My email to the company got a surprising answer from its international sales and strategy manager. “The name Rudeen has no meaning. It’s a made-up name like most of the names of the beers from Bevog’s core line.” There you have it.
(Disclaimer: I’ve never had a black IPA before this one. Didn’t know they existed until very recently. So the following appraisal is not a comparison with other black IPAs. I go in open-minded and curious, with no preconceived notions other than the brewer’s claim that Rudeen actually lies somewhere between a stout, a porter and an IPA. Here goes …)
Well. Rudeen is no lightweight. It clocks in at 7.4% AVB, qualifying it in Germany as a Starkbier. And it is a strong character for sure. After admiring the dark brown hue, fluffy tan head and rich chocolaty scent – like checking out a girl from across the room – I got up my nerve and said hello to this so-called black IPA. The first exchange was slightly awkward. The flavor is nothing if not assertive. Though it looks like a porter, it’s fairly bitter. Hmm.
Moments later, I’m enjoying our conversation.
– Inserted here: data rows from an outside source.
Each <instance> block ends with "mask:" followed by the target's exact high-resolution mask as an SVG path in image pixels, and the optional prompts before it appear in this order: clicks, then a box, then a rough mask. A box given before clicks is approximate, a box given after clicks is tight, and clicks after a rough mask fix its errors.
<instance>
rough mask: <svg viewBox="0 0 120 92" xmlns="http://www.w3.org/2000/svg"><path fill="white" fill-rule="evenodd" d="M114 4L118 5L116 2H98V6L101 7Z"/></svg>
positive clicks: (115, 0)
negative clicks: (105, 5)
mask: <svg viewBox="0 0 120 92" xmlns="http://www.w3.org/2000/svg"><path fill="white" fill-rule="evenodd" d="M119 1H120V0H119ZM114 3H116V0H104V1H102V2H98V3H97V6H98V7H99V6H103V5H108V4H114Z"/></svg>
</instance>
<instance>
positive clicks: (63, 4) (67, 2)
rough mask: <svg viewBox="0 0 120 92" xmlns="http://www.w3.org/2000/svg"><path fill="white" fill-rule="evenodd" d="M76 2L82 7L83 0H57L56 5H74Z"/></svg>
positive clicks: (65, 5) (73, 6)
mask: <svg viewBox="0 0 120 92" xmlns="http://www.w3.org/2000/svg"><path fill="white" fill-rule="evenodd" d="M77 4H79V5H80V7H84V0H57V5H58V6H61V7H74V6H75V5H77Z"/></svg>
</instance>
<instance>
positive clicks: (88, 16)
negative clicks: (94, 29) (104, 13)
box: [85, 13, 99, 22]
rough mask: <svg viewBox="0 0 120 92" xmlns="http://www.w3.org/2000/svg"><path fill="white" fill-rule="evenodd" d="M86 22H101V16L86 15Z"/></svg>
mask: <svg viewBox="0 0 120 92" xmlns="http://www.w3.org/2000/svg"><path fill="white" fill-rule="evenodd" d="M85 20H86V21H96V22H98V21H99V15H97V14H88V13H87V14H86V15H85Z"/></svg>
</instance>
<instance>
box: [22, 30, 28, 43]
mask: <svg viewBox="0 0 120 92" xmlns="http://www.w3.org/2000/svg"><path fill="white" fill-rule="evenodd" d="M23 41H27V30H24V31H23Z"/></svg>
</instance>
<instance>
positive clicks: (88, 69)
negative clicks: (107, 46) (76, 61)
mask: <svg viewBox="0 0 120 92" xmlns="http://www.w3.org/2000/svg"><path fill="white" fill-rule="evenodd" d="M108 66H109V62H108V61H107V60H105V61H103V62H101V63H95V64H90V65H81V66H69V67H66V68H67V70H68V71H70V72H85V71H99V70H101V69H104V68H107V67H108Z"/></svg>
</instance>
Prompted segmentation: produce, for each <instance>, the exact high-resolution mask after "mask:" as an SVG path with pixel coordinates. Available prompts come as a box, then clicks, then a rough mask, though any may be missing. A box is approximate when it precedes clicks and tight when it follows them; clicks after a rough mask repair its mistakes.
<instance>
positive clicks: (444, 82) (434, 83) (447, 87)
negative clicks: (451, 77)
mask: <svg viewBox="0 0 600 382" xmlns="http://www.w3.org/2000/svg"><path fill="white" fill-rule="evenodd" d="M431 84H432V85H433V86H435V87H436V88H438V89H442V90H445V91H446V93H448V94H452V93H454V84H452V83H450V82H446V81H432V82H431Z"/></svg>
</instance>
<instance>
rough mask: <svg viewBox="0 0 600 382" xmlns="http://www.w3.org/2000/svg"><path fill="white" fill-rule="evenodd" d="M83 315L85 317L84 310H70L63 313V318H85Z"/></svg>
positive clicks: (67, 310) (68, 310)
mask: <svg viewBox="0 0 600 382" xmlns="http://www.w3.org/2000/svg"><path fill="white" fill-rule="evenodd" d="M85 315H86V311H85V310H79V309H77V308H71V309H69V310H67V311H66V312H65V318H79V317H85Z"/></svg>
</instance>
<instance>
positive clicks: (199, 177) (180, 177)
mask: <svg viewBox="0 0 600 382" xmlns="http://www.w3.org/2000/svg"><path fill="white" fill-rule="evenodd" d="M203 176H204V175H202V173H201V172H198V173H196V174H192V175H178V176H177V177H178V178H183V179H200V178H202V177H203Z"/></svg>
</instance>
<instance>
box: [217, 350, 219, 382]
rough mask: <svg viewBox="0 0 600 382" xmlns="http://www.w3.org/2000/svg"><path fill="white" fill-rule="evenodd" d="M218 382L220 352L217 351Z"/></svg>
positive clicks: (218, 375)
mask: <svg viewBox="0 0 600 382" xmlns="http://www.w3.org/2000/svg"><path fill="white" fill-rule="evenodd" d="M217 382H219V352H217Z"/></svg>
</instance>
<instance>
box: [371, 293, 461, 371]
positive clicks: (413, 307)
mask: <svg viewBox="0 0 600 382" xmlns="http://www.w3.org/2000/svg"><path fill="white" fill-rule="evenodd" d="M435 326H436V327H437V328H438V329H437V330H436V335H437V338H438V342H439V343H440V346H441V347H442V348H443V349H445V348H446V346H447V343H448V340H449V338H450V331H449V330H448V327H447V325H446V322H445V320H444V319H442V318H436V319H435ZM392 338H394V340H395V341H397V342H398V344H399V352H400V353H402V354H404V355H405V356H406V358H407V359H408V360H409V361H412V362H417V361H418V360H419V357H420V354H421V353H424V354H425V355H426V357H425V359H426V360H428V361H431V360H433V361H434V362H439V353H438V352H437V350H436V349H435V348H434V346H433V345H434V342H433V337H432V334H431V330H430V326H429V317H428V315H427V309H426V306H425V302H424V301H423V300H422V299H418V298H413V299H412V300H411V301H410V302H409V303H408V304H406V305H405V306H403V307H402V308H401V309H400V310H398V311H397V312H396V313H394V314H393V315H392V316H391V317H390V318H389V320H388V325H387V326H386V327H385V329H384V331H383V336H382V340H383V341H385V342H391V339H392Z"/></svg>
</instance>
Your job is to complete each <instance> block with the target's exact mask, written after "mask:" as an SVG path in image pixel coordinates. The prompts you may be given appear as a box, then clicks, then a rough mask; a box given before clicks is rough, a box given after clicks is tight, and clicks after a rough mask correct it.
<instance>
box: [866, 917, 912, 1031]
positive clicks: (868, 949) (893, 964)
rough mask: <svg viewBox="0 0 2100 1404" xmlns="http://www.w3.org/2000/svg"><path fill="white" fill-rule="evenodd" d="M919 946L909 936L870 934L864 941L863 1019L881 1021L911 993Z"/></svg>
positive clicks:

Rudeen is a rich, bold beer with plenty of spirit. One that grabs your attention anew each time you raise the glass to your lips. Somewhere in the middle, I’m reminded of an espresso. And by the time we say goodbye … well … for all the intensity I experienced initially, the final few drops are smooth going down, which tells me we’ve made friends in a matter of minutes.
Loyal readers … the glass is empty. Far too soon. I sit here now, examining the lacing patterns Rudeen left behind, filled with longing, feeling I could do with at least one more. Which brings me to “Till the Well Runs Dry.”
It’s a killer number that leaves you wondering why Wynona Carr (aka Sister Wynona Carr) never had a true hit back in the day. As music historian Billy Vera writes in one source text: “Wynona had the looks; she was as talented as the Ruth Browns and LaVern Bakers; she was ambitious; she had a record company that gave her good material and good production values; she made records that were in the commercial pocket of the time. She just didn’t get lucky.”
“Till the Well Runs Dry” was part of the third single Wynona Carr cut for Specialty in 1956 after shifting away from gospel to R&B the previous year. The A-side, a New Orleans-style rocker called “Should I Ever Love Again,” is at least as good – powerful and edgy, Carr possessed a voice that could cut through concrete like butter. On the playful “Till The Well Runs Dry,” she uses those husky pipes of hers to whip up a jump and jive tornado.